They are great but they aren't cheap if you are looking to buy the mother plants. They are one of those plants that can look lush (if you buy the giant mother plants) without the needed maintenance. I would have added crypts too but I won't say they are easier to plant and to prevent them from melting.


----------



## houseofcards (Mar 21, 2009)

helgymatt said:


> Great tank! It was easy to make the switch for me too! Red plants are nice for a while, but one gets tired of all the work. I'm curious how you dose this tank? I have similiar setup of plants and it gets about one dosing of EI every two weeks. Doing 50% water every two weeks. Ferns grow well for me with minimal fertilizer like this.


Thanks yours isn't to shabby either:



helgymatt said:


> Love it - in this tank the narrow leaf was great! [censored]It's hard to beat a plant that grows so well and looks so good without hardly any trimming or special care. [censored]Same is true for anubias, ferns, etc...

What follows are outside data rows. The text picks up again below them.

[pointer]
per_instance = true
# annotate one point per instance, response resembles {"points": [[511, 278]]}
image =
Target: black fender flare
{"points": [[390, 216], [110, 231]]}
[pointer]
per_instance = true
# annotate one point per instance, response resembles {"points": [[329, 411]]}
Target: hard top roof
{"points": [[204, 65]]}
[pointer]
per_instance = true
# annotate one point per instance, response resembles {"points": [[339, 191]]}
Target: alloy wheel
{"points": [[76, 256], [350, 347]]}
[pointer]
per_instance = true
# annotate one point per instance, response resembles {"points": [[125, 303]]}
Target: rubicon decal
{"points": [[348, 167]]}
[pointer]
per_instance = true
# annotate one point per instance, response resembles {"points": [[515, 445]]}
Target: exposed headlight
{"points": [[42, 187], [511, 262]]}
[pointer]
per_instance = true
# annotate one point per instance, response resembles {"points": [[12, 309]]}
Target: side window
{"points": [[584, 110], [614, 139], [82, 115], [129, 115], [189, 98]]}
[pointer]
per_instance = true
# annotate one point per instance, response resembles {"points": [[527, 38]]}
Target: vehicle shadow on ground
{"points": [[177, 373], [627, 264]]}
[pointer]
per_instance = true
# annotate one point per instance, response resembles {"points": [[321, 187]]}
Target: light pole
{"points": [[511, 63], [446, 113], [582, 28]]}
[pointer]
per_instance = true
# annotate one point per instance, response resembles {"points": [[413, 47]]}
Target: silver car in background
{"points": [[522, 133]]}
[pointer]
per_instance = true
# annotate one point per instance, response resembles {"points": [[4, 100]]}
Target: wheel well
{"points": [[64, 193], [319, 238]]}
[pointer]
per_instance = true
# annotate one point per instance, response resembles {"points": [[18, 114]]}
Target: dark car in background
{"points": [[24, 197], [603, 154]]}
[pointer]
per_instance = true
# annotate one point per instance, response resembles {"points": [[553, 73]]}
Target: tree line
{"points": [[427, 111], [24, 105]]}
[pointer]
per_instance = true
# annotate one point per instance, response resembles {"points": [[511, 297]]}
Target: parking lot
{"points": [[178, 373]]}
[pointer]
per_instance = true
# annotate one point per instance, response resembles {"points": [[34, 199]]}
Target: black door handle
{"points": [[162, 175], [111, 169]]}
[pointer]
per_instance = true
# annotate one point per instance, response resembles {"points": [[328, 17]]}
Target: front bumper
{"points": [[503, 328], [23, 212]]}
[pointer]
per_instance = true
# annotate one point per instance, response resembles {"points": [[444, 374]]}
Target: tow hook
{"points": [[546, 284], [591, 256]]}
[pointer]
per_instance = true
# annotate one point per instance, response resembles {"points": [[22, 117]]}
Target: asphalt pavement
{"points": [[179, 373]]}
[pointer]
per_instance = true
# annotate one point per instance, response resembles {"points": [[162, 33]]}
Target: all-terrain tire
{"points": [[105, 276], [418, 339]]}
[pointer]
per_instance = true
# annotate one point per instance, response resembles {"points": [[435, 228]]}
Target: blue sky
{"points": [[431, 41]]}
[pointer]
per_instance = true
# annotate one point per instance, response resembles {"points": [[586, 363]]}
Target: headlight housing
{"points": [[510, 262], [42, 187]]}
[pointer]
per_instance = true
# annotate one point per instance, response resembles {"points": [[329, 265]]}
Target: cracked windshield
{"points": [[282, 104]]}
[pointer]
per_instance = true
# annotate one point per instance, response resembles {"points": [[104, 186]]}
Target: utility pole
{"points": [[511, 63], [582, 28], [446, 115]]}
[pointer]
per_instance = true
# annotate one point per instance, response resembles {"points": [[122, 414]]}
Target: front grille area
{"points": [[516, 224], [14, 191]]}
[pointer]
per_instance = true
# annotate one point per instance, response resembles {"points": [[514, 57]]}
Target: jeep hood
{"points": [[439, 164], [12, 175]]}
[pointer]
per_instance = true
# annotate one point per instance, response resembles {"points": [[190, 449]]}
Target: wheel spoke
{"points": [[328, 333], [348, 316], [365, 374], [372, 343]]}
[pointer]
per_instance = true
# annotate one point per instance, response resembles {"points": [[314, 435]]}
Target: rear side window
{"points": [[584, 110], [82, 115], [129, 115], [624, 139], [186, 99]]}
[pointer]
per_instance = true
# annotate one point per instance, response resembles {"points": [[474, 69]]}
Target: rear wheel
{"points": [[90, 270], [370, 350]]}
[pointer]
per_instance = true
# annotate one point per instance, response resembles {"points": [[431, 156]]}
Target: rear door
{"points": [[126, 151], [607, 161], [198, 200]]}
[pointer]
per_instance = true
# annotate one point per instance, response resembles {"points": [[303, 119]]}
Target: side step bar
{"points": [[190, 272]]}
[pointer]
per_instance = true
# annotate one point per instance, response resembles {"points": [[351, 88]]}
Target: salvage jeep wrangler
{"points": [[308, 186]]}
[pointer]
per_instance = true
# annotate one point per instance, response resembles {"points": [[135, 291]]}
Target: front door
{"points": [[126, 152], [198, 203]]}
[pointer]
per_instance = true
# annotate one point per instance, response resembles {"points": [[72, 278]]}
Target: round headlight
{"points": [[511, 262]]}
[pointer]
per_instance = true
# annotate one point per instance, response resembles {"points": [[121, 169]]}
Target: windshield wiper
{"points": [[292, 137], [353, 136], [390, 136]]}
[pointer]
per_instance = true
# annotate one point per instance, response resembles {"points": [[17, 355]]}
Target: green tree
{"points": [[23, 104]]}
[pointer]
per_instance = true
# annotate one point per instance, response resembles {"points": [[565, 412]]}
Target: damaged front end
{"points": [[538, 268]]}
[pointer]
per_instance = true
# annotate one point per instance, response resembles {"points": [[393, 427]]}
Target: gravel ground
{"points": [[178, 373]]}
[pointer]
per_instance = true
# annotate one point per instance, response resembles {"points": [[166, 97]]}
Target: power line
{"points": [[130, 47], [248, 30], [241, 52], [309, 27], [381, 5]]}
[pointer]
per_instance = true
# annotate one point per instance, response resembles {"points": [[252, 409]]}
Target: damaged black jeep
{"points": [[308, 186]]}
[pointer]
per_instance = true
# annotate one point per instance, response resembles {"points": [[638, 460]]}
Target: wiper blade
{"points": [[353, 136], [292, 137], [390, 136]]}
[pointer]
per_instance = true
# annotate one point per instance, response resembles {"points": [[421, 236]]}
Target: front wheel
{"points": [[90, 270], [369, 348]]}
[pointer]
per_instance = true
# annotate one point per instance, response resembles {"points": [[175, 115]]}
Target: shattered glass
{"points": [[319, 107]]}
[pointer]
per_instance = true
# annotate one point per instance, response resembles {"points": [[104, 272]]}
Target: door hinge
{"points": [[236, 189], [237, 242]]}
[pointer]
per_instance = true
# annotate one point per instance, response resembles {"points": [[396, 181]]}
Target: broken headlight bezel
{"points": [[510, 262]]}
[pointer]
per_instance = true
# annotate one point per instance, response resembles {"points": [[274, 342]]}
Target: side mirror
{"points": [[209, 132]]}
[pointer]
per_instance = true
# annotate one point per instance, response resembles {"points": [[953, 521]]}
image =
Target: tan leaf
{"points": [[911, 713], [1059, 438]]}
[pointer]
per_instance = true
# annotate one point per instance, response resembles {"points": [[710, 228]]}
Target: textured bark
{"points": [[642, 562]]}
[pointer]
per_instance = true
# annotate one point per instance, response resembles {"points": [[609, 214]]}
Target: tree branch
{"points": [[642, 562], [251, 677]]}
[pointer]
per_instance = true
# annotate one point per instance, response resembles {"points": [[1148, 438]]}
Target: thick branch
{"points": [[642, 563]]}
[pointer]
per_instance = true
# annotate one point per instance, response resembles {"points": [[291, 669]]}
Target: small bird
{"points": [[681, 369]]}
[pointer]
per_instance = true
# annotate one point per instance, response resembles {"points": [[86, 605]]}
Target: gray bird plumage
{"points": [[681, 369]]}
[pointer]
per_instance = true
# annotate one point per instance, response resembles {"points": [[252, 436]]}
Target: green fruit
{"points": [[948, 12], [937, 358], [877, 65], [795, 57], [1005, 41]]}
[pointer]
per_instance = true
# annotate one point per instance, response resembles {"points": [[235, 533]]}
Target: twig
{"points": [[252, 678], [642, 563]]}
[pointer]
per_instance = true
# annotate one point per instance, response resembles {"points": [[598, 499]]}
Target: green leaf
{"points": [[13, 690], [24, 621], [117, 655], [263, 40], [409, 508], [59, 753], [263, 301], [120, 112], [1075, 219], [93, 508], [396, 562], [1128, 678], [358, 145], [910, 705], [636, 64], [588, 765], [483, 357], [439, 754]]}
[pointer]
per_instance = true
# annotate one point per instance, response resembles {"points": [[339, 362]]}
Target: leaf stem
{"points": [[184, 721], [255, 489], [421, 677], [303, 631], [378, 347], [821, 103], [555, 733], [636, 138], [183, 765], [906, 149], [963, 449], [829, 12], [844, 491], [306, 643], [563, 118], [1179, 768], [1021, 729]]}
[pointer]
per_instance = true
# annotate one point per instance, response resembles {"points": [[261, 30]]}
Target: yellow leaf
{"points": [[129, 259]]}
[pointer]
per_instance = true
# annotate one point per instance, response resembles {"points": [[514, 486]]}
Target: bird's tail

My setup had 65x4 CFL lights with the 4 on for only 2 hours, so pretty good light at least for the burst so I was dosing a regular EI schedule. Party because of the Blyxa japonica in the background. One thing I'll say under good co2 and light these ferns grow pretty fast, but still much easier to maintain then Stems. I actually removed the stems and gone all lower light plants so I'll playing around now with dosing and lighting, probably cutting back some and see how it goes.


----------



## helgymatt (Dec 7, 2007)

houseofcards said:


> I actually removed the stems and gone all lower light plants so I'll playing around now with dosing and lighting, probably cutting back some and see how it goes.


I find that with plants like moss, crypts, ferns, anubias, etc you can go quite a while without much ferts till you see deficiency. The first thing I see is lighter color new growth on anubias.


----------